Posted: 2016-03-06
, Modified: 2016-03-06
Tags: gradient
Gradient Descent
Definition: A convex function is \(L\)-smooth if \[ f(y) \le \blu{f(x)+\an{\nb f(x),y-x}}+\redd{\fc L2 \ve{y-x}^2}\] or equivalently \[ \ve{\nb f(x)-\nb f(y)}_*\le L\ve{x-y}.\]
Assume \(f\) is \(L\)-smooth.
- Update:
\[\begin{align}
x_{k+1} &= \amin_y \ba{\fc{L}{2} \ve{y-x_k}^2 + \an{\nb f(x),y-x_k}}\\
&= x_k - \rc{L}\nb f(x_k)&\text{for $\ell_2$ norm}.
\end{align}\]
- Lemma: \[f(x')\le f(x) - \fc{\ve{\nb f(x)}_*^2}{2L}.\]

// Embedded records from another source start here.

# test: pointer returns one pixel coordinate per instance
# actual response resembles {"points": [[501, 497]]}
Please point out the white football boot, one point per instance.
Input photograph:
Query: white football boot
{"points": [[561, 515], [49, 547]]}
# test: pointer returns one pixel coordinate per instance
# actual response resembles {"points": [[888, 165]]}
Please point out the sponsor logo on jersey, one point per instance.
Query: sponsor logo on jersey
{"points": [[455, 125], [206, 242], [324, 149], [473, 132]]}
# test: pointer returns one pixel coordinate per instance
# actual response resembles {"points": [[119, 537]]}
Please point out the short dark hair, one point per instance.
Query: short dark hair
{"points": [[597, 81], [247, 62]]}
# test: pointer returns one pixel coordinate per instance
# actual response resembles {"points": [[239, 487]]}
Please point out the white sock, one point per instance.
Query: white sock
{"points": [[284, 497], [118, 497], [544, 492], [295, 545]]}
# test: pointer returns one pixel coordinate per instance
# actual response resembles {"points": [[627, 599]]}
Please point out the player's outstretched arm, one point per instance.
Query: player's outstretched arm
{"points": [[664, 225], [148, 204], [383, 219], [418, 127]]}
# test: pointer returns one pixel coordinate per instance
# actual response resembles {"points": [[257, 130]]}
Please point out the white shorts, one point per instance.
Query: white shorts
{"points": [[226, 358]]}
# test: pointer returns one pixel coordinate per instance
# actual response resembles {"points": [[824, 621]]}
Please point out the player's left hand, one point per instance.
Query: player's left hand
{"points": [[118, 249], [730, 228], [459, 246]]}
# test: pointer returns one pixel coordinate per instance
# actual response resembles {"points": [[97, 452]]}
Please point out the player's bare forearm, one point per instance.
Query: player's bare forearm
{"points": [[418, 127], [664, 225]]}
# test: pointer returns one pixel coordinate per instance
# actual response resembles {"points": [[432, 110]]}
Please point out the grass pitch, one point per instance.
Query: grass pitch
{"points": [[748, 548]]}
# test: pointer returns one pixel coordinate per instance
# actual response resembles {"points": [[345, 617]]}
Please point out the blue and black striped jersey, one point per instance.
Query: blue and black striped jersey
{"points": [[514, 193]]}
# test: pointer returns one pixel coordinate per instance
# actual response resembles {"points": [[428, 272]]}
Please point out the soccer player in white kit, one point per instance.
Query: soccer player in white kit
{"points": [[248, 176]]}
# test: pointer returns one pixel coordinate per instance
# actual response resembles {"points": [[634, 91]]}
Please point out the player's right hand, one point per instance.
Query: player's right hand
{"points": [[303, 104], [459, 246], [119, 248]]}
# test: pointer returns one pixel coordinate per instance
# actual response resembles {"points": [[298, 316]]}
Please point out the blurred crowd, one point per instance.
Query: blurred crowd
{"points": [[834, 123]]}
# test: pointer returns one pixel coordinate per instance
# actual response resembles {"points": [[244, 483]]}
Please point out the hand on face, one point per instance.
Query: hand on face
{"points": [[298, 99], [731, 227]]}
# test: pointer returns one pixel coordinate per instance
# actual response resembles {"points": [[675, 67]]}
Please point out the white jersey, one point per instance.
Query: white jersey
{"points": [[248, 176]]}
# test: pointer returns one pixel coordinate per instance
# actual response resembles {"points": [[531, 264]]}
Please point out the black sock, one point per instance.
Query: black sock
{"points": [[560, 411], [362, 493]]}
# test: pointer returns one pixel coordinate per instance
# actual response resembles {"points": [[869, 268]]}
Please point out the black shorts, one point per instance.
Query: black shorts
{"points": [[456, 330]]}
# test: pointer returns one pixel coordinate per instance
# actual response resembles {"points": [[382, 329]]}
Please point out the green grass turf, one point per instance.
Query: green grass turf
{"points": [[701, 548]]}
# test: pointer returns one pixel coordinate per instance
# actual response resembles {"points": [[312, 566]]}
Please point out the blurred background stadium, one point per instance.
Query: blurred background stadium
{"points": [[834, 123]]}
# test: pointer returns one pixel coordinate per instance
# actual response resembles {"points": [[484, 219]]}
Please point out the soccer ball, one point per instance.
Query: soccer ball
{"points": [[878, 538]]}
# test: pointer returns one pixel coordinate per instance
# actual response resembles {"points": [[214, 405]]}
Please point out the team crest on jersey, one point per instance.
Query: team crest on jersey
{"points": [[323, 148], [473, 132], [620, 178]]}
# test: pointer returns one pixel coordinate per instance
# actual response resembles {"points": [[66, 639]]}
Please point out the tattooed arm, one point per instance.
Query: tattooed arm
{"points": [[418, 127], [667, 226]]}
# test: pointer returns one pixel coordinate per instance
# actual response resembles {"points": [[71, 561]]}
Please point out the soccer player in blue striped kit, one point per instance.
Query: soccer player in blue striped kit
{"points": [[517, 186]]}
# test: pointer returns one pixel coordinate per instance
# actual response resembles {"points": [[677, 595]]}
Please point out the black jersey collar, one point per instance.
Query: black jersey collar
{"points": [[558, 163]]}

- Guarantee: Let \(R=\max_{x:f(x)\le f(x_0)}\ve{x-x^*}_*\). \[f(x_T)-f(x^*) \le O\pf{LR^2}{T}.\] Obtain an \(\ep\)-approximation in \(\fc{LR^2}{\ep}\) steps.
Proof
See also gradient descent.
- Bound the difference from optimal by the distance to the optimal times the gradient (using convexity and CS).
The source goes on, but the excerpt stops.